Comentários as Súmulas 379, 380 e 381 do Superior Tribunal de Justiça

           Visa o presente artigo, discutir os reais desdobramentos das recentes Súmulas editadas todas pelo Superior Tribunal de Justiça de números 379, 380 e 381, explicando cada uma em separado e, por fim, fazendo uma rápida conclusão acerca de sua influência conjunta no atual sistema jurídico nacional.

            Tópico 1. Introdução       

            O presente artigo acadêmico pretende trazer luz especificamente ao entendimento na comunidade jurídica atual acerca da Súmula 379, 380 e 381 do Superior Tribunal de Justiça, e, para tal, dividiu em quatro tópicos distindos as discuções, sendo o primeiro sobre a introdução, o segundo e mais importante, sobre a Súmula 379, e o terceiro tópico, com certa importância, sobre as possíveis interpretações e mudanças ocorridas após a Súmula de número 380.

            Já o quarto tópico, enseja comentar as novas interpretações atribuidas a Súmula de número 381, também do Superior Tribunal de Justiça. Por fim, o último tópico fará uma breve conclusão, unindo os entendimentos das três súmulas aqui citadas, bem como seus respectivos desdobramentos no sistema jurídico pátrio.

            Tópico 2. Comentários a Súmula 379 do Superior Tribunal de Justiça

            A Súmula 379 do Superior Tribunal de Justiça versa sobre contratos bancários, e os juros que lhe spodem ser atribuidos, tentando evitar uma super taxação por parte dos ofertantes de créditos, sobre o consumidor final.

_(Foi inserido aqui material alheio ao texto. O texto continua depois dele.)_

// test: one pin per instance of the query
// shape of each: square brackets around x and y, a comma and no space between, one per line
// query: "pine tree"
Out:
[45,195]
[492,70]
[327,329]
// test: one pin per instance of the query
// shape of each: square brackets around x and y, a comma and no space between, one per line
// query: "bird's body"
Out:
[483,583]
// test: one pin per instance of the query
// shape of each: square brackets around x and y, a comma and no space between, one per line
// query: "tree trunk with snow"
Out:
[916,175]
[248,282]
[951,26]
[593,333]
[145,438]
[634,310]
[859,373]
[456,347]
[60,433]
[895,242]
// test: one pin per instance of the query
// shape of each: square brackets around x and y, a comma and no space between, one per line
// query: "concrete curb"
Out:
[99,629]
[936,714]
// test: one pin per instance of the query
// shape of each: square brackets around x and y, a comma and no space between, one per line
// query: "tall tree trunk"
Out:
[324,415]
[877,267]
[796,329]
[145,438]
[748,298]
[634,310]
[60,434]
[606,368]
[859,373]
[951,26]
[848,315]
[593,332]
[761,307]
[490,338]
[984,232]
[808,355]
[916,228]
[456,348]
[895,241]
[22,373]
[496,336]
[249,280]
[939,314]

            Segue a referida Súmula 379 em sua literalidade, afim de melhor aprofundar neste artigo suas atribuições:

            “Nos contratos bancários não regidos por legislação específica, os juros moratórios poderão ser fixados em até 1% ao mês”.

           

            A súmula estabelece um limite claro (1%), para os juros que possam ser establecidos em ‘contratos bancários’, e que com condição que estes mesmo contratos não sejam regidos por algum legislação específica, sob pena de a Súmula 379, não poder ser aplicada no caso concreto.

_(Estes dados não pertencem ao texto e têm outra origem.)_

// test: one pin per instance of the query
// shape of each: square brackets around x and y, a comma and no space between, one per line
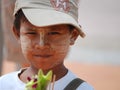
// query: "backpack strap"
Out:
[74,84]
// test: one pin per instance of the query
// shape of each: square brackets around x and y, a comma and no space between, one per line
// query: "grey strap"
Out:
[74,84]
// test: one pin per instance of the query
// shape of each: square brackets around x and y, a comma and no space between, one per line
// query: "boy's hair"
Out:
[19,17]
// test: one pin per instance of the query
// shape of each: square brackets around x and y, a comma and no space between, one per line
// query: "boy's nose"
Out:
[41,41]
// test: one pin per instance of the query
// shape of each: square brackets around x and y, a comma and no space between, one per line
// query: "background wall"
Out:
[100,20]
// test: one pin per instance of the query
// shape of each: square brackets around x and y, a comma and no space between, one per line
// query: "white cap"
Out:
[50,12]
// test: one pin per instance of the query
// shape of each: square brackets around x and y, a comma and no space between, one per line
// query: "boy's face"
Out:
[45,47]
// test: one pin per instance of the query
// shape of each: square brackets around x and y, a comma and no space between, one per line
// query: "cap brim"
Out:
[41,18]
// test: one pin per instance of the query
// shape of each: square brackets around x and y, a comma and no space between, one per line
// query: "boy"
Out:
[45,29]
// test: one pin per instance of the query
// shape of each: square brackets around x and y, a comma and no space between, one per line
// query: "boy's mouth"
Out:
[43,56]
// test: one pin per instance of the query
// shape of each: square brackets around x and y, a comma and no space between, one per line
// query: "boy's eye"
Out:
[31,33]
[54,33]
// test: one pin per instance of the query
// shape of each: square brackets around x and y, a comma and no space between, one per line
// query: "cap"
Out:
[50,12]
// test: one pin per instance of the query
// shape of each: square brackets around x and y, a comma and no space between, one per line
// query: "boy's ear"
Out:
[16,33]
[74,35]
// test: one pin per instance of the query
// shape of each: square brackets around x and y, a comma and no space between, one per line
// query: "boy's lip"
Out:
[43,56]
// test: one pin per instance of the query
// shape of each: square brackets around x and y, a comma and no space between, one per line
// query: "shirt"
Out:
[11,81]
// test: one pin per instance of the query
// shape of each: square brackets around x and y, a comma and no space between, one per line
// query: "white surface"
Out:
[100,20]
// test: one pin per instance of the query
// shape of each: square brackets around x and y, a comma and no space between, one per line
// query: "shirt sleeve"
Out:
[85,86]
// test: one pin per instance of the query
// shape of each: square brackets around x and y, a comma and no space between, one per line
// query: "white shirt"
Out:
[11,81]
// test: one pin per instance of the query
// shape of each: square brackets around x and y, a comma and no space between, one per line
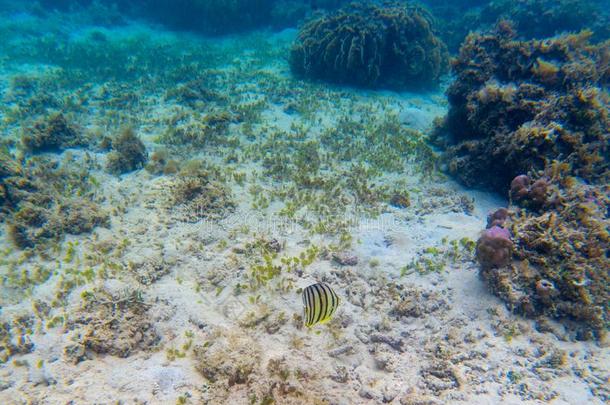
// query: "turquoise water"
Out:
[173,176]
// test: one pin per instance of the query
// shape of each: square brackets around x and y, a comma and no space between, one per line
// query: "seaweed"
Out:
[507,117]
[45,199]
[365,44]
[127,154]
[51,133]
[110,323]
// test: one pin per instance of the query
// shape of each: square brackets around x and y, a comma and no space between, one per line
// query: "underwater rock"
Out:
[345,258]
[44,199]
[111,323]
[497,218]
[534,19]
[369,45]
[531,118]
[128,153]
[533,194]
[494,247]
[197,193]
[212,17]
[160,162]
[229,358]
[51,134]
[517,106]
[560,251]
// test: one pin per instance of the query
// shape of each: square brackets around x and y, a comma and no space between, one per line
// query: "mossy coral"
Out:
[51,133]
[371,45]
[532,116]
[509,116]
[128,153]
[44,199]
[110,323]
[559,265]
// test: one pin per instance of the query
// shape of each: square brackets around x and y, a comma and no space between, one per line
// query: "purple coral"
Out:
[494,247]
[522,189]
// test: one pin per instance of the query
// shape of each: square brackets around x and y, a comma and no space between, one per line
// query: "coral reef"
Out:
[531,117]
[228,358]
[518,106]
[546,18]
[213,17]
[110,323]
[51,133]
[160,162]
[559,263]
[44,199]
[369,45]
[534,19]
[128,153]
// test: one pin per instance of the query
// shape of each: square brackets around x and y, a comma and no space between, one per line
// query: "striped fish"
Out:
[320,303]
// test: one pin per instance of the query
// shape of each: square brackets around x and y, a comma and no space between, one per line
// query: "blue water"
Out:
[174,174]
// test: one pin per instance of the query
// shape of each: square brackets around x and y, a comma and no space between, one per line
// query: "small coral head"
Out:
[494,247]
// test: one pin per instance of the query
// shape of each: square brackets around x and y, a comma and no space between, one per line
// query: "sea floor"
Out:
[197,300]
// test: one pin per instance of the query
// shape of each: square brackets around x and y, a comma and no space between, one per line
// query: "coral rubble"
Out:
[110,323]
[369,45]
[532,117]
[559,263]
[51,133]
[43,199]
[128,153]
[533,18]
[516,106]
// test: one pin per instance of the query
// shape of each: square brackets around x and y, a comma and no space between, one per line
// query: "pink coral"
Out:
[494,247]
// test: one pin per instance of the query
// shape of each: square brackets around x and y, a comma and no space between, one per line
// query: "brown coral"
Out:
[369,45]
[51,133]
[111,323]
[230,358]
[506,120]
[562,261]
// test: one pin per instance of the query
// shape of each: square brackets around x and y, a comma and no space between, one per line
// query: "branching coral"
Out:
[369,45]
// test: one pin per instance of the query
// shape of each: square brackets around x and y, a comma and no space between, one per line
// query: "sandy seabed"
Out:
[186,307]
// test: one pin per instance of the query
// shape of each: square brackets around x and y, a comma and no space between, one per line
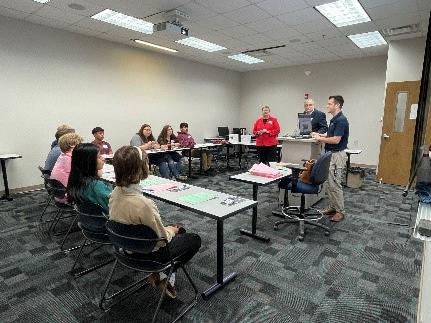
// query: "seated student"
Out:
[186,140]
[144,139]
[166,138]
[61,169]
[84,184]
[127,205]
[104,146]
[55,148]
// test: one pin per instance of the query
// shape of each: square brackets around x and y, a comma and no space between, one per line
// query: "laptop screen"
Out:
[304,124]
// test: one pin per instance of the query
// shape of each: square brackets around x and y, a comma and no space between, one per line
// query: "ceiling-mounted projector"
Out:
[170,28]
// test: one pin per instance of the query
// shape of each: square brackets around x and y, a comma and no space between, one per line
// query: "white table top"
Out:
[247,177]
[9,156]
[212,208]
[353,151]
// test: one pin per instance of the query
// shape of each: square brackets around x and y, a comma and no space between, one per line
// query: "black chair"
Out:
[129,243]
[45,174]
[91,220]
[299,214]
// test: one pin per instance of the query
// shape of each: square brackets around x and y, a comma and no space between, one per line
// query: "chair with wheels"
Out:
[133,245]
[91,220]
[45,174]
[299,214]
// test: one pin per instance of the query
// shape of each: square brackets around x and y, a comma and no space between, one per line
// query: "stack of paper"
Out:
[265,171]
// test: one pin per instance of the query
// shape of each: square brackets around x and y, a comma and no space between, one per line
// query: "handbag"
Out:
[305,175]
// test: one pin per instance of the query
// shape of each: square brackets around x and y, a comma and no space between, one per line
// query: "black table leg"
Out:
[221,280]
[254,221]
[6,195]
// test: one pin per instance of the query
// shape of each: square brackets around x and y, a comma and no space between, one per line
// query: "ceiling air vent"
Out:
[403,30]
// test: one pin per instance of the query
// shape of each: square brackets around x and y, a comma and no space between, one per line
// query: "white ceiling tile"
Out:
[283,34]
[95,25]
[267,24]
[314,3]
[90,9]
[222,6]
[13,13]
[259,41]
[196,11]
[389,10]
[375,3]
[315,26]
[238,31]
[277,7]
[51,22]
[300,17]
[247,14]
[218,22]
[398,21]
[55,13]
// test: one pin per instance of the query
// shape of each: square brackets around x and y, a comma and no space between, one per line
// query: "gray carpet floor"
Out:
[365,271]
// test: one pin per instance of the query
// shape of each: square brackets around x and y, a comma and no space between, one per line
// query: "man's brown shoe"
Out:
[329,211]
[337,217]
[170,290]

            Note-se que ao estabelecer os juros em ‘até’ 1%, o Superior Tribunal de Justiça cuidou para que o juros não fossem demais onerosos, mas não os impediu de serem mais brandos, possibilitando sua livre fixação, desde que em patamar inferior ao de 1%.

            Ocorre que o número de demandas por revisionais de contratos tem aumentado, ao ponto de grande parte dos empréstimos estarem sendo resolvidos na justiça.

            O já abarrotado sistema jurídico pátrio, tem absorvido todas essas demandas, e não tem conseguido atender o público de maneira correta. Os Juizados Especias Cíveis (JECs), absorvem as causas cujo os valores não ultrapassem 60 vezes o salários mínimo vigente, mas também passaram a efrntar uma demanda demasiadamente grande.

            Haja vista que os juros moratórios são uma das princiapais causas da abertura dessas ações, estabelecer um limite para os juros parece uma maneira acertada de arrefecer a situação, levando em conta duas questões.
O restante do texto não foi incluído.